A few “new” books to add to my out of control collection.
#1. Lovely and unexpected gift from a friend; a book that I’ve wanted for a long time but have been unable to find, Ogilvie’s Book for a Cook, from the flour company of the same name, pub. in 1905. I love the preface in this book, ” A selection of recipes and other things adapted to the needs of the average housekeeper, some entirely new, and all have been thoroughly tested.” There is also a disclaimer in the book, “Note-We cannot be responsible for recipes, if other flour than Ogilvie’s Royal Household is used.”
#2. The Robin Hood Canadian Flour Book, no date. Another book that I have been searching for. I found it at a local Sally Ann for $1.50. This book has a “versatile wipe off cover,” and pockets for recipe cards. The very best thing about this book is the beautiful late 1960’s illustrations. And when I figure out how to post more pictures I will post some. (I am a cook born in entirely the wrong century, so computers and technology in general are painful)
#3. Canadian Country Preserves & Wines, by Blanche Pownall Garrett, pub. 1974. She writes about the tradition of canning in Canada, it’s lyrical and makes want to spend more time in my kitchen preserving. This book deserves a reprint now that canning is all the rage. And as I’ve been thinking about gooseberries, I can’t wait to try the recipe for gooseberry jam.
#4. In absolutely pristine condition, and for the low price of $1.00, Graham Kerr’s Television Cookbook, from the CBC Volume 1. How happy was I? This guy was one of my idols when I was a very young child, I loved watching him on TV and even in black and white, the food was exciting. I became obsessed with wanting to try leeks and cherries jubilee. Without a doubt, I was an odd child. I can’t wait to cook from this.
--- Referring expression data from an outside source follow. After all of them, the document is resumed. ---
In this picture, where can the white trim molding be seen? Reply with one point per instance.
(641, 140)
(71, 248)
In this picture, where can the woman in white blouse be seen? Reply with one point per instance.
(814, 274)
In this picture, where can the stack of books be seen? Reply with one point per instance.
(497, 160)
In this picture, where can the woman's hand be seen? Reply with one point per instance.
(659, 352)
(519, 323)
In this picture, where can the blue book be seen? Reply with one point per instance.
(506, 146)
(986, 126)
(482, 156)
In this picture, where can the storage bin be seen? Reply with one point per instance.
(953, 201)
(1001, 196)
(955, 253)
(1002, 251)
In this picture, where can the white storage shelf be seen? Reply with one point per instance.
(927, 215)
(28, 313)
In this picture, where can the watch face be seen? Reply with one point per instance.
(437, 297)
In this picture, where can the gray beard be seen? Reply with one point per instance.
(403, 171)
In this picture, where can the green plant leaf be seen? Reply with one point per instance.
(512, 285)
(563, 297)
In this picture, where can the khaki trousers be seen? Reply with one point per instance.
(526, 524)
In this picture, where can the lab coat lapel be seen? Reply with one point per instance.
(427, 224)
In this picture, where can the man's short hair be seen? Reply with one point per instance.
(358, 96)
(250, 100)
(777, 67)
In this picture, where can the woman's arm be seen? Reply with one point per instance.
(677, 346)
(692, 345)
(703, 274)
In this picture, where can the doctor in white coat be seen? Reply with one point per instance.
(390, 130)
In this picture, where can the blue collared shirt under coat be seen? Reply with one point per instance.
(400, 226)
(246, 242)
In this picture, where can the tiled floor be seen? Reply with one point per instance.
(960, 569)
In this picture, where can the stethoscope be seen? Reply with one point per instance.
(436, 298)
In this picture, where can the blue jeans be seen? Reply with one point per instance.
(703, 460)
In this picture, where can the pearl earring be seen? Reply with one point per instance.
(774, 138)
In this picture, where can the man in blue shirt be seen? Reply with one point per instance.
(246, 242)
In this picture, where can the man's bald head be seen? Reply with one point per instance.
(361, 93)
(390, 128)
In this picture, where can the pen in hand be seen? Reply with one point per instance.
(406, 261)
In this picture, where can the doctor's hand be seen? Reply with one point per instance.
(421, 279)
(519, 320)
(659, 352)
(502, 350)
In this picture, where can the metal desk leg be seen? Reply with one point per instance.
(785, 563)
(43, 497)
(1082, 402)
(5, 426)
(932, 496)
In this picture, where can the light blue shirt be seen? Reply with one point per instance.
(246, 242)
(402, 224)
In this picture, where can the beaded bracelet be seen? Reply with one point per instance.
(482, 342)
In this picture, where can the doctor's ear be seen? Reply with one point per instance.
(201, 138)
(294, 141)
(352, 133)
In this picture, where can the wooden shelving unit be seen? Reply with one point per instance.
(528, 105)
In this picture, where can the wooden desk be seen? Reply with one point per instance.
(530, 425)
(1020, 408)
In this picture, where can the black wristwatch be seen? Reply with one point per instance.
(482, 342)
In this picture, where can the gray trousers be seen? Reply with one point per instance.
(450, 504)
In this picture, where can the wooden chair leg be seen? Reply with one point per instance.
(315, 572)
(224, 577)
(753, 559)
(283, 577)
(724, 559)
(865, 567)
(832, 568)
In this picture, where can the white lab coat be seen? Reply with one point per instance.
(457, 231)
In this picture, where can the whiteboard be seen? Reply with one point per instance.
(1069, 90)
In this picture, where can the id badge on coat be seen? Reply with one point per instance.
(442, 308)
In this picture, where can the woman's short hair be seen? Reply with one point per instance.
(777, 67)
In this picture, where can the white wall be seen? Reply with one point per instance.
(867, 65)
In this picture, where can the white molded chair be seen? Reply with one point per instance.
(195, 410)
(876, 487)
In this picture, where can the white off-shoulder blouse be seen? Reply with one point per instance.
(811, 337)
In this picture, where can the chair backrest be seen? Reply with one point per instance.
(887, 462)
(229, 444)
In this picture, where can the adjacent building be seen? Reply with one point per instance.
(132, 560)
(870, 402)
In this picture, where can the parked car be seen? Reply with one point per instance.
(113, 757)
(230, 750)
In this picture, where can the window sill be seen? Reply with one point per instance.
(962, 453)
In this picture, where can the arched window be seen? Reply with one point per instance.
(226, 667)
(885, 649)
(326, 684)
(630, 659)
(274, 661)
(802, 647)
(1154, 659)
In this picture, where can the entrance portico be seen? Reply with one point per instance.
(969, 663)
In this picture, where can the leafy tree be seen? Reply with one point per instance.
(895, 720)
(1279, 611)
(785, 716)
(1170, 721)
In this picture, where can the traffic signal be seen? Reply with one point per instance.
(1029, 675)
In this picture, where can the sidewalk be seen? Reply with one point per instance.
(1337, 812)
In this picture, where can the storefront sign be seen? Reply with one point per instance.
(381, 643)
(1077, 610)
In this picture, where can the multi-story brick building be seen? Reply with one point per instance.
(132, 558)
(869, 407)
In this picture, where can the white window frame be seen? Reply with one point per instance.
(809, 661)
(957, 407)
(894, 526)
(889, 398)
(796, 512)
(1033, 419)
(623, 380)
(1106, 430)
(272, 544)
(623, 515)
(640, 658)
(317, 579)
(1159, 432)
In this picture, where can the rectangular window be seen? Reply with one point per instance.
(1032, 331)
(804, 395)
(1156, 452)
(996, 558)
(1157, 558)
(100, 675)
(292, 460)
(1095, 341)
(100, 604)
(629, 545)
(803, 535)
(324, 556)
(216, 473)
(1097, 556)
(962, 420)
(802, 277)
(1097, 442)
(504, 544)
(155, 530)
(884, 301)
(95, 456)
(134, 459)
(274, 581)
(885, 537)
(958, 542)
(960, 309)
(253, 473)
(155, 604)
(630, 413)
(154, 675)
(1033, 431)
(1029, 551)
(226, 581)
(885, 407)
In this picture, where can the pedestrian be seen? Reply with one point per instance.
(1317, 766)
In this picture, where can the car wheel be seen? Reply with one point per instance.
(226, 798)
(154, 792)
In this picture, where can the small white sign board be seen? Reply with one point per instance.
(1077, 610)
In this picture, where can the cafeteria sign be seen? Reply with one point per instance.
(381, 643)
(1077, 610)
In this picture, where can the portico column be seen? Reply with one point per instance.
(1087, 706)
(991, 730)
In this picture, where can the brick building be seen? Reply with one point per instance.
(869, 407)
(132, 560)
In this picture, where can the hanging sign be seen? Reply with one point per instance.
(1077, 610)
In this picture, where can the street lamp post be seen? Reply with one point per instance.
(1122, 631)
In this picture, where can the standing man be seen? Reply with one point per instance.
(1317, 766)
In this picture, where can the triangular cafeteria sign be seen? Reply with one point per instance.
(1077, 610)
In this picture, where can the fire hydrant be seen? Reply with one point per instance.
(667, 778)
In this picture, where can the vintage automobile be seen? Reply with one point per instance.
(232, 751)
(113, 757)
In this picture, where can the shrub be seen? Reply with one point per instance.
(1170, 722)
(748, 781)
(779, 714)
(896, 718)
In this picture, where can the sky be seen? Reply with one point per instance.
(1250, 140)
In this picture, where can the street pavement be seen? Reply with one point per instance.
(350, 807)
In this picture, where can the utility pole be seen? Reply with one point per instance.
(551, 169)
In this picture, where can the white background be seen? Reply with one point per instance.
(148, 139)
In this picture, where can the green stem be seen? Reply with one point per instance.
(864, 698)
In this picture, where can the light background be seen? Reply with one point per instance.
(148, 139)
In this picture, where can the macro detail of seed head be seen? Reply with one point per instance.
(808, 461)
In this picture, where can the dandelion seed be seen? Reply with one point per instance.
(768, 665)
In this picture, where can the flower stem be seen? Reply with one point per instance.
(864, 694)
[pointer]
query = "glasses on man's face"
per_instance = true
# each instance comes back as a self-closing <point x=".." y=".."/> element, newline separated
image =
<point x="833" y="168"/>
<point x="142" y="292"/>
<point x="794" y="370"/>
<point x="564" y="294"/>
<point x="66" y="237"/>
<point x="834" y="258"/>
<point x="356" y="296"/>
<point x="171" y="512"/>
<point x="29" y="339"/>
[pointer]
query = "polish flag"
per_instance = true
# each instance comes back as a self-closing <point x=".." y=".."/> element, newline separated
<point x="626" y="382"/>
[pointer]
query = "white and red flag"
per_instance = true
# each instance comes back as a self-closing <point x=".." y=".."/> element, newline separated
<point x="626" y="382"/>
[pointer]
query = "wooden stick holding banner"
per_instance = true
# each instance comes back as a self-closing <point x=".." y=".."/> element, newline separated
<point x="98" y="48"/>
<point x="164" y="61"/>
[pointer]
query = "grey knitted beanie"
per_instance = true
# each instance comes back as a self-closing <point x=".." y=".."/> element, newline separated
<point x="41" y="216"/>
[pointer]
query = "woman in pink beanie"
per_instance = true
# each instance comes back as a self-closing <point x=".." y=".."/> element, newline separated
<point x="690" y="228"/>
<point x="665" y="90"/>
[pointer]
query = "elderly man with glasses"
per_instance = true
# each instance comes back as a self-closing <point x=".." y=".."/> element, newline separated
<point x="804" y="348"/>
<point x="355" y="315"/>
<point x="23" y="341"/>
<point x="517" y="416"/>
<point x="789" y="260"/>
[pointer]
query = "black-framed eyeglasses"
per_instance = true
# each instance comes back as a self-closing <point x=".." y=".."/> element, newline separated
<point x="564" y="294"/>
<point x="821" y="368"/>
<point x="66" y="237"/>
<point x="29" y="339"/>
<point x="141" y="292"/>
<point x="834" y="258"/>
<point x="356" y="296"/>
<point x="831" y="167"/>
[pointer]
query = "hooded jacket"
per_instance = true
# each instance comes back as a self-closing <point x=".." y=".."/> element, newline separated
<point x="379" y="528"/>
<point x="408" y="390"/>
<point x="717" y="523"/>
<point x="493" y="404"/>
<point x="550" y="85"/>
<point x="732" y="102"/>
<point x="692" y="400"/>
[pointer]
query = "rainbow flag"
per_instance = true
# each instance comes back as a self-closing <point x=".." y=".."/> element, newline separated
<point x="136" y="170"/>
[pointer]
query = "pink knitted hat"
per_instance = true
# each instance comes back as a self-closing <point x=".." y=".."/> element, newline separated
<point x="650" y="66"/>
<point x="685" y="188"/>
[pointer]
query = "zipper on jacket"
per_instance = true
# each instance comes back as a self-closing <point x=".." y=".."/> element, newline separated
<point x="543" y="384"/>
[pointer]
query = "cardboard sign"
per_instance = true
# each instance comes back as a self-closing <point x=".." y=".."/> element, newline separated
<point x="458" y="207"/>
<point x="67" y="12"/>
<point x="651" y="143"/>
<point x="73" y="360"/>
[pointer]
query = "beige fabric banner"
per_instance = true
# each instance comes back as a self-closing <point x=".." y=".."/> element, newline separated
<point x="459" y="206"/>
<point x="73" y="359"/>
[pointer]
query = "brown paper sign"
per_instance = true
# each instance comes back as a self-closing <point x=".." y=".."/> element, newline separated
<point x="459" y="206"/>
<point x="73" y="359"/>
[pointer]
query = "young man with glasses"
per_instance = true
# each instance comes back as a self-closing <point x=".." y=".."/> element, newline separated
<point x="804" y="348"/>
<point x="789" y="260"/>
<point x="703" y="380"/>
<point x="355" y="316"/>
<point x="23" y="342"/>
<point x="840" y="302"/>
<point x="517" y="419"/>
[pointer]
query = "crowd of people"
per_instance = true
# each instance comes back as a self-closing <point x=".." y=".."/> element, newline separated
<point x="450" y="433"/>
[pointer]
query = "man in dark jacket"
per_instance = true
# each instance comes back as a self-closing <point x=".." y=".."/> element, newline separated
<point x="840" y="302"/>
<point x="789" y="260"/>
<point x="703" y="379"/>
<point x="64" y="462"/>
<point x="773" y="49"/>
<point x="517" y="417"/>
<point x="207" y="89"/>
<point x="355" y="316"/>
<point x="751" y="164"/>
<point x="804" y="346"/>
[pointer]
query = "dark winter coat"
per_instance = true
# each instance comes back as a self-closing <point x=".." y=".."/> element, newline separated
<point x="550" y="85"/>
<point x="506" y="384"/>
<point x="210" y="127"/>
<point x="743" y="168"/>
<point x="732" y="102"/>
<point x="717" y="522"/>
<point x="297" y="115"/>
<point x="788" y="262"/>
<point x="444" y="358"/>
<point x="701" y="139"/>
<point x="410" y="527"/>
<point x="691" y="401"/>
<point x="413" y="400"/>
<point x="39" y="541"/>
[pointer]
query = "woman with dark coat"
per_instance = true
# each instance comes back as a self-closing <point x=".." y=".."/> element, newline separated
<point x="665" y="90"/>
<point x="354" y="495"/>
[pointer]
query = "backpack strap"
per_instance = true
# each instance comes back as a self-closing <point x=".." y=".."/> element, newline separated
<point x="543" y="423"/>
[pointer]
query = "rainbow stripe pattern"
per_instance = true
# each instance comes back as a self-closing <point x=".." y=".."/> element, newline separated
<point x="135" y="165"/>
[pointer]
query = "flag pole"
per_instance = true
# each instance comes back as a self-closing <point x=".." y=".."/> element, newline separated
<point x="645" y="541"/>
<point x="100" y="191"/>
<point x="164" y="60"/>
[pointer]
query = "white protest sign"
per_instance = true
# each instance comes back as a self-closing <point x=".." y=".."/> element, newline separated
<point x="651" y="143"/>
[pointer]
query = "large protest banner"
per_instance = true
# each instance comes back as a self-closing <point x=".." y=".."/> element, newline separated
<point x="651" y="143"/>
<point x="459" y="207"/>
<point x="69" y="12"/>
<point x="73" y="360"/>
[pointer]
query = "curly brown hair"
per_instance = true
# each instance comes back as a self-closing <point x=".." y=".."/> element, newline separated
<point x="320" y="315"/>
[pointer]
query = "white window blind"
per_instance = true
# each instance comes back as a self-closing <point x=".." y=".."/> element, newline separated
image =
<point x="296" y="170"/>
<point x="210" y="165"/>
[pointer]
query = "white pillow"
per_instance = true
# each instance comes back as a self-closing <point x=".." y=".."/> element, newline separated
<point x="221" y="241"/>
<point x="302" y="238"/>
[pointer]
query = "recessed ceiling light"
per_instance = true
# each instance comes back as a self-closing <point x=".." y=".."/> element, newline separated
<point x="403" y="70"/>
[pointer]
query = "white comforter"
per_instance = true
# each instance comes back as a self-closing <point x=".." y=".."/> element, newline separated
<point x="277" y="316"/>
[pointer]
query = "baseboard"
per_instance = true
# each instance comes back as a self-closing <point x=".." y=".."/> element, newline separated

#5 Not a cookbook, but a spiral notebook, without the cover, full of hand written recipes, delicate, splattered, probably dating to the 1940’s as many of the recipes include substitutions for rationing. There are recipes for “Mother’s fruitcake, candied citron, Glady’s peanut butter cookies, Mrs Aitkins shortbread, yeast buns from Miss Harris, and newspaper clippings with helpful hints such as how to deal with “rusty clothes line.” I bought this one at a antique mall, it was the most expensive, $15.00. I had to, I don’t have any cookbooks of my grandmother’s and only two handwritten recipe cards from my Mom. So I rescued this little collection, but how it left a family and ended up in an antique mall baffles me. If cookbooks tell stories of place and time, then handwritten cookbooks are the first hand account of place and time, voices long gone who can still be heard through their food.